Organizations may also face liability concerns over who owns the data as employee-owned devices easily mix both corporate and personal information. Processes that protect corporate data integrity need to be drawn up to accommodate a wide range of usage scenarios, including resignation and termination. Acceptable use policies drafted up in the pre-BYOD era will need to be thoroughly updated to reflect what an employee can and cannot do with a personally owned device when on and off the job. Companies subject to regulatory oversight — especially common in sectors such as financial services, health care, and government — will need to be especially careful to ensure they don't inadvertently risk compliance.
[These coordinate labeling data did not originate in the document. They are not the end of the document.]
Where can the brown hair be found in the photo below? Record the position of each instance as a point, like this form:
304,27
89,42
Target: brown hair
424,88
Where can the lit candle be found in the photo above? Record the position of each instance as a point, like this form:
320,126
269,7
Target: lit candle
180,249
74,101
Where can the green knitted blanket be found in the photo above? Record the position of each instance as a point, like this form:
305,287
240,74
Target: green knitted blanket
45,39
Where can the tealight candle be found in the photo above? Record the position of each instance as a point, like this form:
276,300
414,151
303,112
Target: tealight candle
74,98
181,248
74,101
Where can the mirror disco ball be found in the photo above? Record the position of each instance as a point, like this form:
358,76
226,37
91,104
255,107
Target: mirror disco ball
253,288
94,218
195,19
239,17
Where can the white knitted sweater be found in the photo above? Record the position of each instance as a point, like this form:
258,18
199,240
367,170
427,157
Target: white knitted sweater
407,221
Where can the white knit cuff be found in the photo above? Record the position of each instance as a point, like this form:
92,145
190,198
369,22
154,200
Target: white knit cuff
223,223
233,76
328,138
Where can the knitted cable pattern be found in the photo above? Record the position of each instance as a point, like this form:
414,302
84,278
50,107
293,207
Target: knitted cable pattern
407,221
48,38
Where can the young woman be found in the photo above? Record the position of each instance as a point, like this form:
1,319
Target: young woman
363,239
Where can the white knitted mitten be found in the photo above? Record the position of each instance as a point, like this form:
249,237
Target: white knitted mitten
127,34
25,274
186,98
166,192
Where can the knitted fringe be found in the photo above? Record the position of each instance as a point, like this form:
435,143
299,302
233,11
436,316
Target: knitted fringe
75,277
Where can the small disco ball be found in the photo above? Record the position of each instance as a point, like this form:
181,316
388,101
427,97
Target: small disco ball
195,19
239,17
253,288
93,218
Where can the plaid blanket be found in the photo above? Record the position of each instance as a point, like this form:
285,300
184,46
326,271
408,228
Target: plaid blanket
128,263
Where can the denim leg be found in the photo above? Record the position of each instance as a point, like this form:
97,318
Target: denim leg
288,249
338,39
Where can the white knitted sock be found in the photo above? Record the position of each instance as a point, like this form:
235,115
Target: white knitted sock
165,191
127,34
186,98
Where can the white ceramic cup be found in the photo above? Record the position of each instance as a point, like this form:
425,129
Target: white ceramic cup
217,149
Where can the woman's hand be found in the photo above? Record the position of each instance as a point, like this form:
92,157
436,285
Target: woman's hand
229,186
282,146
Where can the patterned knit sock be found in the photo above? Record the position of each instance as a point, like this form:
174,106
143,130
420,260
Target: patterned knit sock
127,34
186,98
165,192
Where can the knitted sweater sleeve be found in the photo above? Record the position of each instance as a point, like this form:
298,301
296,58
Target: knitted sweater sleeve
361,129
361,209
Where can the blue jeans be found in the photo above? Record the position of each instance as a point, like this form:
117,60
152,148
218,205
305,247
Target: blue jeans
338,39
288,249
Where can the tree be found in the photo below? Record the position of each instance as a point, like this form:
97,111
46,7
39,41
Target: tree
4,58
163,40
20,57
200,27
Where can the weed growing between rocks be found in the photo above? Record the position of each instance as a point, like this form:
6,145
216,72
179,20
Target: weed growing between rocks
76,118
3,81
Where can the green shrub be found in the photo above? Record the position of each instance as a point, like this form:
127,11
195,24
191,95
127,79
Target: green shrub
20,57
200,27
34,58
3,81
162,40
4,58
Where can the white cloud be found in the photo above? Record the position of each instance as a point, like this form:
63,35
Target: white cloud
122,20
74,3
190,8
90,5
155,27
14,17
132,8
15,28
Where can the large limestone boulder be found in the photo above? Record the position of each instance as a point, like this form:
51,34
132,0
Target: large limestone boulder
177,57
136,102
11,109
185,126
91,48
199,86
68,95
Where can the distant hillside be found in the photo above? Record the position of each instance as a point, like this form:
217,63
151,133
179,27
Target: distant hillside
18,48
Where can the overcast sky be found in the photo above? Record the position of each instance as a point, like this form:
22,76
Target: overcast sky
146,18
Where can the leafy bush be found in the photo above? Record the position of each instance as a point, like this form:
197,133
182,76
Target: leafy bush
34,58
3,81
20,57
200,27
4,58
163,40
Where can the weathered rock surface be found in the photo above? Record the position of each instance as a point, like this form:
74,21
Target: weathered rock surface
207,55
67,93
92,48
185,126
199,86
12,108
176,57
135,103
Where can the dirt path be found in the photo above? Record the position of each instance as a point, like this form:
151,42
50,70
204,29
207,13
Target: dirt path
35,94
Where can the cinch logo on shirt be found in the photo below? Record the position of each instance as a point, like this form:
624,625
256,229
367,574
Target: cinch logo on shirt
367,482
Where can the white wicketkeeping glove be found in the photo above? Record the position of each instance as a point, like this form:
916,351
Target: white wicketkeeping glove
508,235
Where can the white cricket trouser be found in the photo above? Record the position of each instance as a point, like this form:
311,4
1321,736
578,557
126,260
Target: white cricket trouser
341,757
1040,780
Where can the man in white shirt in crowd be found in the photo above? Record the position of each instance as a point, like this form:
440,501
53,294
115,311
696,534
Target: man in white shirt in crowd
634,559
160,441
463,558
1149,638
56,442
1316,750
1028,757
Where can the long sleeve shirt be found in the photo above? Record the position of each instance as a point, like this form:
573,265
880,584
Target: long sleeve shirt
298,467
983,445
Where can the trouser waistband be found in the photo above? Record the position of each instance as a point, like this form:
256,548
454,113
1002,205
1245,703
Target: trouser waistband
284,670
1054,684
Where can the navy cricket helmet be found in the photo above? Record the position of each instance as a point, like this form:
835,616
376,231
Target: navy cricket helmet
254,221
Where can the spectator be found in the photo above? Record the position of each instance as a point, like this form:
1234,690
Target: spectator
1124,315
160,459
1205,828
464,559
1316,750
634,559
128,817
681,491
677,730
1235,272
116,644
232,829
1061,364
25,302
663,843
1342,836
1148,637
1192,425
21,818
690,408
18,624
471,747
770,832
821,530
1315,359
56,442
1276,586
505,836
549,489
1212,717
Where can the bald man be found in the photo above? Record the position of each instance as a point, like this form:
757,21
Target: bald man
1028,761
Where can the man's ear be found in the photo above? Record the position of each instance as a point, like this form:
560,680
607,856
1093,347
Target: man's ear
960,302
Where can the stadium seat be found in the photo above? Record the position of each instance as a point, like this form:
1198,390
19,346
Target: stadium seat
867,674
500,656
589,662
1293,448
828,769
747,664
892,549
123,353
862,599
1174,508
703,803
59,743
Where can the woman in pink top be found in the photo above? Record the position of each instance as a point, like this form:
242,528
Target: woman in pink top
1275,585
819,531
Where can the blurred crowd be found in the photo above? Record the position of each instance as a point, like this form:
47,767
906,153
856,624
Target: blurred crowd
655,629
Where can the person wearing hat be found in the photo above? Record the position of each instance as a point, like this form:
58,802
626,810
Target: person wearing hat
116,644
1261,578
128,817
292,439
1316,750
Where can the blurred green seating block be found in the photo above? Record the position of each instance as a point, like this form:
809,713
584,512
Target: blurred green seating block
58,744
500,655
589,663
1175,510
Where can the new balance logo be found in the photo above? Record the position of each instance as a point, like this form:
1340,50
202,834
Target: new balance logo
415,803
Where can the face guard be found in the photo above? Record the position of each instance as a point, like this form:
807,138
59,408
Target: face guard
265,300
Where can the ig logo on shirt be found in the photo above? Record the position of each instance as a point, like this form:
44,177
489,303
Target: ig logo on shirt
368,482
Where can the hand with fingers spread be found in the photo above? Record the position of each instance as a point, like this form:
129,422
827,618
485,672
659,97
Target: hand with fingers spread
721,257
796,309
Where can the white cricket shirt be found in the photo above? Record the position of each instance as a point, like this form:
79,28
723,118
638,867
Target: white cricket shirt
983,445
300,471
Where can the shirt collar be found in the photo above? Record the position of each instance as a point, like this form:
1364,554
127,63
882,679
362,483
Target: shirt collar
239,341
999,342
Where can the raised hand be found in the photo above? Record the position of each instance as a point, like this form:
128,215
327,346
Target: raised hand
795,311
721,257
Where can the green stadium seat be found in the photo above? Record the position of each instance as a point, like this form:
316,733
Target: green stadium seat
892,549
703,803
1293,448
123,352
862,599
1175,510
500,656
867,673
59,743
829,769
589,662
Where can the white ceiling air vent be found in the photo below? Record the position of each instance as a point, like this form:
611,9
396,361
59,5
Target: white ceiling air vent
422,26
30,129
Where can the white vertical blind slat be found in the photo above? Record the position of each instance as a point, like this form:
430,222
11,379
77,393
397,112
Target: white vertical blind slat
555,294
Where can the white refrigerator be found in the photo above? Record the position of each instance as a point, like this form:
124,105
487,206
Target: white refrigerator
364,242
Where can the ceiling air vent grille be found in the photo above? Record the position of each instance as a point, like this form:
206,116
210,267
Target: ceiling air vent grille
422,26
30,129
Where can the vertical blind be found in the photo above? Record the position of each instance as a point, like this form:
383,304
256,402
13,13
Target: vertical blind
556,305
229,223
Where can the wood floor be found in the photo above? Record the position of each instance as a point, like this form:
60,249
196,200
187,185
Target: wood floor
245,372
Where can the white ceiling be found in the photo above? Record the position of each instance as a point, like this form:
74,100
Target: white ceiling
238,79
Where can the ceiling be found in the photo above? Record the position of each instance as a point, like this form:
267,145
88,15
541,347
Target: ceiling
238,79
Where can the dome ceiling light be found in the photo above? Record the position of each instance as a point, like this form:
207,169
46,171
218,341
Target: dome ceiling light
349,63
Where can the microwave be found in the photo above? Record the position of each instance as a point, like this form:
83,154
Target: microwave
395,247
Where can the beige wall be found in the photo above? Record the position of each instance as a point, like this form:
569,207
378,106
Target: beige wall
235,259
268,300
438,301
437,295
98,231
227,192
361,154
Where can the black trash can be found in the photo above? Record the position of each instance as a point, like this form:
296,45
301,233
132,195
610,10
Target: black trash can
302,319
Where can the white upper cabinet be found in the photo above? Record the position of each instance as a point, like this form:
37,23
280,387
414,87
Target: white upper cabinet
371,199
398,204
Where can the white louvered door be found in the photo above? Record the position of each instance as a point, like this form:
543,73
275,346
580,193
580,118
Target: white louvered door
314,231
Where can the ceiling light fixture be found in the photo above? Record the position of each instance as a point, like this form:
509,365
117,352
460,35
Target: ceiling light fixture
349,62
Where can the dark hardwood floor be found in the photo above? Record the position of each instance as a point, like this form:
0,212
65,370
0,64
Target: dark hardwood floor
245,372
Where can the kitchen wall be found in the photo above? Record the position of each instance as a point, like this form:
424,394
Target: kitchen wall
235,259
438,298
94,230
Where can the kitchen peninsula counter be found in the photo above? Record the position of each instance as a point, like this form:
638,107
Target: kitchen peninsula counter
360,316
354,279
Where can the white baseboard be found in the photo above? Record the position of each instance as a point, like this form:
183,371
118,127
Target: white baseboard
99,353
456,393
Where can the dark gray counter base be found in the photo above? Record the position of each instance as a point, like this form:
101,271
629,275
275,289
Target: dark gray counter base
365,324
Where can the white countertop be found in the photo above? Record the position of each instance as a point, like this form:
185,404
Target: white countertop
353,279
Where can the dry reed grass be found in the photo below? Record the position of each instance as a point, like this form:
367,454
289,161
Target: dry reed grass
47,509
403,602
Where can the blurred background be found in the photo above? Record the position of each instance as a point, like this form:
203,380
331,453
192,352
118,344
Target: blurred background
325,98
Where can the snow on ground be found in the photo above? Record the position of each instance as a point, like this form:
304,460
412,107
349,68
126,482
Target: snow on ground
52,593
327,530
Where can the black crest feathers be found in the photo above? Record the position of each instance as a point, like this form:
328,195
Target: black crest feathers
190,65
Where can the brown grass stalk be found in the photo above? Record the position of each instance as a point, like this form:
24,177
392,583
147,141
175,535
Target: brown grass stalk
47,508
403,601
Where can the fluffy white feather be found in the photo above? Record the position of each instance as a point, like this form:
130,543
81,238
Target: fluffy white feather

Despite the concerns, the trend toward BYOD is well-established, and the opportunities to cost-effectively build a more mobile-enabled, agile technology environment that drives employee productivity far outweigh the relatively manageable list of concerns. With employees often taking matters into their own hands and hooking up their own mobile devices without IT's help, the time to act is now. Organizations that have been holding out need to prepare themselves for this inevitable change.